CAN-SPAM does not require that senders have permission to send mail, but sending mail without permission to recipients in jurisdictions with opt-in rules such as Europe or Canada may open up the sender to legal liability.
CASL, Canadian anti-spam legislation, has these requirements where the sender must:
have the recipients’ consent to send messages to them;
clearly identify the sender of the message;
provide the recipient with a way to contact the sender;
provide a functioning unsubscribe process;
track and store the type of opt-in, an example of the signup page, date of opt-in, and connecting IP address.
Almost every country has email legislation to protect the recipients, and most of them require an operational unsubscribe link, processing of unsubscribe requests within a reasonable amount of time (typically 10 business days or less), and physical address of the organization sending the email.
And in many countries, senders must have permission to send marketing and commercial email:
Argentina — Explicit consent is required. Argentina has a public do not contact list — the DNPDP — that must be honored.
Australia — Explicit consent is a must. Australia has very strong laws regarding permission and data privacy. Australian ISPs are very responsive to consumer issues.
Belgium — Opt-in is required and the sender is responsible for refer-a-friend consent and managing those opt-outs, making this practice dangerous.
Finland — All marketing messages must be clearly marked as advertisements. Plus, Finnish law requires that senders store the date of subscription and IP address the subscription was made from.
France — Consent is required for e-mailing. French ISPs historically accept fewer connections making email delivery times slower.
Germany — Strong laws requiring opt-in. If a recipient opts out of a mailing, all data must be erased from the sender’s database.
Hong Kong — Expressed consent is required and it must be different from T&C acceptance. Consent must be clearly differentiated and easy to understand.

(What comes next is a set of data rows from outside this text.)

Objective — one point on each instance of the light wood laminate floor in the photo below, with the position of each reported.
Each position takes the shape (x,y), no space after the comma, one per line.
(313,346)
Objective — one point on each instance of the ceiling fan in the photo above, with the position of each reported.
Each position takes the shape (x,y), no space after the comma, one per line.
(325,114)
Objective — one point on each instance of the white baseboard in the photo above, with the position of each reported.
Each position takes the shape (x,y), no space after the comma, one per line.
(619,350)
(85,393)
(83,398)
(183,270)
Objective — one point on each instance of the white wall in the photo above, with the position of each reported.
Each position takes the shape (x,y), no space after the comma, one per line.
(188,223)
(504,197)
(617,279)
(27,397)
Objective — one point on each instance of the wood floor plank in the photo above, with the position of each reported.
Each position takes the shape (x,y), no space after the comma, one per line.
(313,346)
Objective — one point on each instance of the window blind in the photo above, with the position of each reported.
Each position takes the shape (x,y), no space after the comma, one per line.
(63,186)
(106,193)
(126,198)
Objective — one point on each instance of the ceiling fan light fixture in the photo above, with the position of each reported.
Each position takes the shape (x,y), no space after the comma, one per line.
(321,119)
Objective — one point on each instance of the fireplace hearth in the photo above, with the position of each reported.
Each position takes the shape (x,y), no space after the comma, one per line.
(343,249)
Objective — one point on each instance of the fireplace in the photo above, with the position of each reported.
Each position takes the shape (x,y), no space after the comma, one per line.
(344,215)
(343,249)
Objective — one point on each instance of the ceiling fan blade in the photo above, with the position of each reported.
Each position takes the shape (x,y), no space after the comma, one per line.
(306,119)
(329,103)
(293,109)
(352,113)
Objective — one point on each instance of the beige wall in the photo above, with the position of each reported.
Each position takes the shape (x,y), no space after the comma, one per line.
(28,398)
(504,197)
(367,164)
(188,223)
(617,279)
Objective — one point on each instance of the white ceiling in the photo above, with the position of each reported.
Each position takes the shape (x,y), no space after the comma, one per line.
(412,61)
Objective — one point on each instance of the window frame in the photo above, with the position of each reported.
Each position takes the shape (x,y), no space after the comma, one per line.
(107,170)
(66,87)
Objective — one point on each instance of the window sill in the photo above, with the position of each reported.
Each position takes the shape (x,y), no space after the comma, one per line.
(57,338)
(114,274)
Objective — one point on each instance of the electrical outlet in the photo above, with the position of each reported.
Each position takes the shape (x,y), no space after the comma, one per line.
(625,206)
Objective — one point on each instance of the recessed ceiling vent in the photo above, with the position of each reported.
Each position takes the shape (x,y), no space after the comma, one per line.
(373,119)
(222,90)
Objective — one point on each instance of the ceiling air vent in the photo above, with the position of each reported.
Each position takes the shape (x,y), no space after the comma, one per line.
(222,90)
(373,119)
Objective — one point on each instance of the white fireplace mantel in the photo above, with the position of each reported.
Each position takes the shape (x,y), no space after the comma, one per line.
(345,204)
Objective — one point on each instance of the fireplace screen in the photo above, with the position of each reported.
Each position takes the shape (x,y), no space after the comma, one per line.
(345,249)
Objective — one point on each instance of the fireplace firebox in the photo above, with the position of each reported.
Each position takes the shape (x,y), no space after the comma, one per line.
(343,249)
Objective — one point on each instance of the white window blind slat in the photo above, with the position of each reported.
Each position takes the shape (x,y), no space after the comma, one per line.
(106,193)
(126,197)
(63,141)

Italy — Prior consent required for marketing messages. End-user consent is required for cookie use and senders must disclose if any data will be shared with a 3rd party.
Netherlands — Pre-checked boxes are not allowed as a model of consent.

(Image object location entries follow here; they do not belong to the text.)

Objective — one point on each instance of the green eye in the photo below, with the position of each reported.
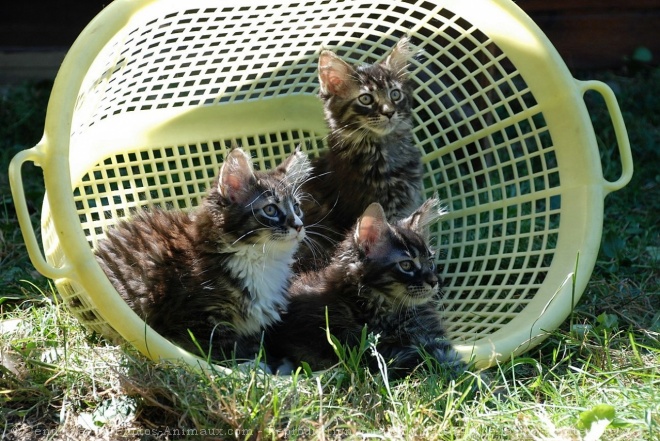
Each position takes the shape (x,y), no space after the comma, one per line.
(395,95)
(270,210)
(366,99)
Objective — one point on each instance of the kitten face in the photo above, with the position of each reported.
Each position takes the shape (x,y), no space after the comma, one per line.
(398,263)
(261,209)
(366,101)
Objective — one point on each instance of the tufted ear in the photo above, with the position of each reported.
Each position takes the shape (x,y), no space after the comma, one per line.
(426,215)
(371,227)
(335,75)
(236,176)
(399,58)
(296,167)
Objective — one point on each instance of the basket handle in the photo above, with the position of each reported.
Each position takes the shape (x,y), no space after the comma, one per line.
(16,183)
(619,131)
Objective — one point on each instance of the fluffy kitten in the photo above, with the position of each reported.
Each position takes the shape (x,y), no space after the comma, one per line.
(220,271)
(371,156)
(383,276)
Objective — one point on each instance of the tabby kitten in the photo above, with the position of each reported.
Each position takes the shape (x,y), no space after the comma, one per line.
(383,276)
(221,271)
(370,156)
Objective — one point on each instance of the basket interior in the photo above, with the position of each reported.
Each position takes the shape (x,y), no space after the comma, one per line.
(488,151)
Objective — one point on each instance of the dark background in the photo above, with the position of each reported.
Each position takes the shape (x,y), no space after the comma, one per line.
(589,34)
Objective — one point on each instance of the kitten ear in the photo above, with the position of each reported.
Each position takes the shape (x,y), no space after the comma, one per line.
(296,167)
(236,175)
(371,227)
(426,215)
(334,74)
(399,58)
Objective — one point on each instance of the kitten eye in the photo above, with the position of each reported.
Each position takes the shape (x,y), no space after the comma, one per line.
(270,210)
(406,265)
(395,95)
(366,99)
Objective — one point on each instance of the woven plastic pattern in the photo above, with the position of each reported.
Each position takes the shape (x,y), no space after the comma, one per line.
(178,83)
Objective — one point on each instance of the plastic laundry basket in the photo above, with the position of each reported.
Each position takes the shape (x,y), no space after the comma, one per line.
(153,93)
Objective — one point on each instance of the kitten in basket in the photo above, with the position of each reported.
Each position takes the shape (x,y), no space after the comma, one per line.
(371,156)
(219,272)
(382,276)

Russia — There are no current electronic privacy laws. Russian ISP such as mail.ru can be challenging. Having a local presence is very helpful.
Spain — Maintains a government “do not mail” list.
Japan — All emails must contain clear and visible information for the sender’s name and title and the correct address for an opt-out (must be at the top of the email). The sender’s address and phone number must also be displayed.
Canada — The Canadian Anti-Spam Legislation (CASL for short) took effect July 1, 2014. The full provisions roll out over three years. Explicit permission and private right of action are the most important measures.
Singapore — All messages must contain an unsubscribe link, phone number, and postal address. This information must be in English. Unsubscribes must be handled within 10 days.
Authentication allows the mailbox provider to confirm that the sender is the one who he pretends to be.
There are four primary methods of authentication:
- DKIM is DomainKeys Identified Mail. This is what the recipient uses to determine that the message has not been altered in transmission. So, the public key and private key have to match to ensure that nothing happened to the message in transit.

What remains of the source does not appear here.